When i put my bamboo in my enclosure i filled the ends with liquid nails, waited for it to set then just screwed straight into it from the outside of the enclosure. There solid as a rock and works a treat.


----------



## Darkhorse (Mar 10, 2011)

russellman said:


> When i put my bamboo in my enclosure i filled the ends with liquid nails, waited for it to set then just screwed straight into it from the outside of the enclosure. There solid as a rock and works a treat.


 Nice! Good tip - cheers!


----------



## hurcorh (Mar 11, 2011)

use pvc end caps. cut them in half, glue nail or screw into side of enclosure then you can slide the log into place and easily take it out. bit hard to explain over text. the cap on the wall will make a semi circle shape like " C " but with the opening facing upward. then the branch slides into the opening and rests on the end cap.


----------



## jamz1378 (Mar 11, 2011)

If you have some scrap wood laying around just draw the end patten of the log bamboo what ever you want, useing a jig saw cut out half of the wood to give yourself a holder that looks like a u shape paint and scew to the side this way you can take out the log when you need if dune with care it will look very good


----------



## pythonmum (Mar 11, 2011)

I use tricorner braces screwed into the wall with the corner down, then cut a corner into the branch (for gum branches). This stabilises the branch nicely, but still allows you to lift it out for cleaning, redecorating or moving. I got the idea from someone else on this forum and have never looked back.
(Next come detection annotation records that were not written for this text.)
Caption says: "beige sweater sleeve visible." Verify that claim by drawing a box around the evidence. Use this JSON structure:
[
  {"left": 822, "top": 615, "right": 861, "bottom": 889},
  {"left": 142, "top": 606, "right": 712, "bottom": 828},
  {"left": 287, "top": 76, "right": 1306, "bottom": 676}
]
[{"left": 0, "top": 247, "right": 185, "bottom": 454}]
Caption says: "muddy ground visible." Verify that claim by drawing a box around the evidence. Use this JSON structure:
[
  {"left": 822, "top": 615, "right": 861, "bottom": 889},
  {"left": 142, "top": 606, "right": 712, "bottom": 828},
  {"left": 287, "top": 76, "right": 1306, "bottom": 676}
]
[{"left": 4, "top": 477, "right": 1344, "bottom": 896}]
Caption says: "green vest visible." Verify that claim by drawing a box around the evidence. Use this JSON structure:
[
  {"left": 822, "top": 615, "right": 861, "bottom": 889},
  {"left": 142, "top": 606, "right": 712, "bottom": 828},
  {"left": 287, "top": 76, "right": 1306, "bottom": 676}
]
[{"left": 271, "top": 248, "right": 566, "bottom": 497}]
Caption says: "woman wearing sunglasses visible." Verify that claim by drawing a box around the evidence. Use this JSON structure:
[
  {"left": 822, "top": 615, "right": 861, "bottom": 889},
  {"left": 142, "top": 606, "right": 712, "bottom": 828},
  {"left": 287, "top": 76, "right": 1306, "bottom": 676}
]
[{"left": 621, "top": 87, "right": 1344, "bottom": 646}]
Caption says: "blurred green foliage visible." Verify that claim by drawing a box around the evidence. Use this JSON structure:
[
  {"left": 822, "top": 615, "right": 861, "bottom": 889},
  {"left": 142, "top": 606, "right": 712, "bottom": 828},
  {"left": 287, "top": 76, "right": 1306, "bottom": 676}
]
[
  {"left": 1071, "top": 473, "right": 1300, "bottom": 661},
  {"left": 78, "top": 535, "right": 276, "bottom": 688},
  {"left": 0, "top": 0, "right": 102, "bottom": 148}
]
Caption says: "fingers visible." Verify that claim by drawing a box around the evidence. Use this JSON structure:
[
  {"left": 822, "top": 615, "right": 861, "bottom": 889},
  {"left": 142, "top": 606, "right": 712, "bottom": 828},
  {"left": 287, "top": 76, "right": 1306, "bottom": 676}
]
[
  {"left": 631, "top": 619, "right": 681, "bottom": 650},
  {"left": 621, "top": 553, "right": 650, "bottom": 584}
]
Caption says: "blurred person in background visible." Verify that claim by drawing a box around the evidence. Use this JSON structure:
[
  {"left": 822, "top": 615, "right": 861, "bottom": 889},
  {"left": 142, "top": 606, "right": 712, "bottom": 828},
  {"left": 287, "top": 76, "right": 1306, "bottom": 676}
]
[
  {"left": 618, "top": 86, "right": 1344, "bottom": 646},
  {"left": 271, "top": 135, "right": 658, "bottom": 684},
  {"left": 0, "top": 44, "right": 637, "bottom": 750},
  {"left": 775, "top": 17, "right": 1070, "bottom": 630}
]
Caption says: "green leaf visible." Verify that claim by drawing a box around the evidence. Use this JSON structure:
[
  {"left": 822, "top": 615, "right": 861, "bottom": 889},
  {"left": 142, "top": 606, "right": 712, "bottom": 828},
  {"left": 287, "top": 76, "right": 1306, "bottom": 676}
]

It's a bit fiddly to set up, but SO convenient....


----------



## Troyster (Mar 12, 2011)

You could try using hooks screwed to the top then suspend the bamboo from the hooks using small link chain which can be purchased from hardware shops?


----------



## grimjob (Mar 12, 2011)

You could try the way that greg maxwell does, hooks and eye screws makes it easy to take the branch out and real sturdy, just screw the hook into the end of branch and screw the eye screws into position in the enclosure, that way you have no ugly screws on the outside of your cage


----------